The White Space

The opening of a new block of flats on my street was heralded with a series of posters depicting hip bobos wearing plastic bags on their feet. One, featuring a yuppie drinking white wine, had the word ‘cunt’ written on it in austere black marker pen. This was an addition by a member of the public, I assume, rather than a guerilla marketing ploy.

Needless to say, those posters have now been taken down, replaced by a series of photos by Vaughan Judge, an American artist who is also head of photography at the Glasgow School of Art. The series, which can be seen here, depicts callow students in vaguely mythological scenes. Aesthetically, they are sub-fashion mag fodder, neither as well-composed nor featuring as interesting models as those in Tank or Amelia’s (which I browsed in Borders earlier).

What mystifies me is why there are works of art on my road in the first place. The reflective plastic used to protect it from the rain makes it difficult to see the whole picture clearly. And doesn’t the noise of the traffic not distract from the work? I’m not saying that art should be confined to white walls, but I can understand why most curators might think it the easiest way for people to engage with the art.
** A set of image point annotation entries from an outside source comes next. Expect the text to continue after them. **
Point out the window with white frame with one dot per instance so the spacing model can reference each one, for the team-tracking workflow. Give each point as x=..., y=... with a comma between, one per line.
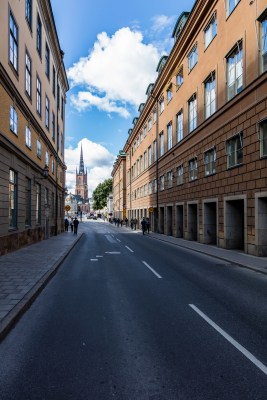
x=235, y=71
x=155, y=150
x=169, y=135
x=38, y=96
x=192, y=112
x=161, y=105
x=47, y=111
x=192, y=58
x=180, y=174
x=180, y=77
x=234, y=150
x=169, y=179
x=263, y=138
x=263, y=44
x=39, y=148
x=180, y=125
x=230, y=6
x=192, y=167
x=161, y=144
x=28, y=74
x=13, y=120
x=28, y=137
x=211, y=30
x=149, y=153
x=210, y=161
x=169, y=94
x=210, y=95
x=13, y=42
x=161, y=182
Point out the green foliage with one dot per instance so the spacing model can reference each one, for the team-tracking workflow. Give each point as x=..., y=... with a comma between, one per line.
x=100, y=194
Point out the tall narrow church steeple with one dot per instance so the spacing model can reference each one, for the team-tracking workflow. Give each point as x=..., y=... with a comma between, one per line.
x=81, y=169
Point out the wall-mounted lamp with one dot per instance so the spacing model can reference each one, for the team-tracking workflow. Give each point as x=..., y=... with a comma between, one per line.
x=45, y=171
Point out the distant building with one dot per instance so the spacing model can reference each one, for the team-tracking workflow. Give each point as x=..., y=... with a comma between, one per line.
x=33, y=86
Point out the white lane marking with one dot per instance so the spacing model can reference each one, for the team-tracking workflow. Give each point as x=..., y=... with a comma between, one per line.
x=152, y=270
x=238, y=346
x=129, y=249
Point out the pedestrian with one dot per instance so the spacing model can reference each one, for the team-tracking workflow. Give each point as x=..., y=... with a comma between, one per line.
x=143, y=224
x=75, y=225
x=147, y=225
x=66, y=223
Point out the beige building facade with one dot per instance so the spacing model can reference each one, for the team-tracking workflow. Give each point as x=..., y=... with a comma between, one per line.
x=33, y=86
x=196, y=156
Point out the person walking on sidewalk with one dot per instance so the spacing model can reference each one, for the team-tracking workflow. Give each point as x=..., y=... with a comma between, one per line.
x=143, y=224
x=75, y=225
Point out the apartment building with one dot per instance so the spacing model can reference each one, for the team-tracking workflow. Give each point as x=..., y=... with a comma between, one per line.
x=196, y=156
x=33, y=86
x=119, y=186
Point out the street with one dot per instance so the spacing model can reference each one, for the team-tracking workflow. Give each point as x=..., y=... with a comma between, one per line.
x=130, y=317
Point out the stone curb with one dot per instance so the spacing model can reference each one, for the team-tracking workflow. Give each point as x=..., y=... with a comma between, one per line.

A couple of years ago, Charles Saatchi railed against the white cubes used to display modern art, branding them “antiseptic”, out-of-date and “worryingly” old-fashioned and cliched. Karen Wright, the editor of Modern Painters agreed: “Museums are in danger of becoming cathedrals to art – joyless and reverential”. Neither of them wanted to take art out of the gallery, of course, but that is the next logical step.

The philosophy of the white space is based on the fallacy that the less noise there is, the more you’ll be able to focus on the object. Flock wallpaper and elaborate frames have been abandoned so that you can commune with the work. At Tate Modern, you can sit in the gloomy grey space of the Rothko room and “vibrate” (as Roger Fry described the aesthetic experience) with the emotions those dull daubs inspire. The modern cliche tells us that, as a visual experience, art affects one’s ganglions in abstract, irrational ways. Removing distractions means a purer experience, apparently (though if that were true, surely the first thing you’d ban would be all those bourgeois women working up an appetite with inane chatter).

As I say, it is a fallacy:- Art desperately needs context. One of the best things in the refurbished Kelvingrove is the Italian Renaissance room where a painting Boticelli is surrounded by illuminating contextual objects. There’s a display showing how egg tempera was a made, an earlier painting that was painted before the invention of perspective, and a suit of armour from the same period. None of these are strictly necessary but all of them add to the user experience. Art is a mirror: if an ass looks in, you can’t expect an angel to look out. We all quickly find our own level, to expect neophytes to become cultured by osmosis is the height of arrogance.

The fewer filters there are between the art and the viewer, the less there is to think about. This doesn’t mean show loads of text explaining the work, but it does mean allowing it to breathe.

postscript
I’ve now seen Vaughan Judge’s photos at night (they are backlit) and they look stunning. The rest of my point remains, though.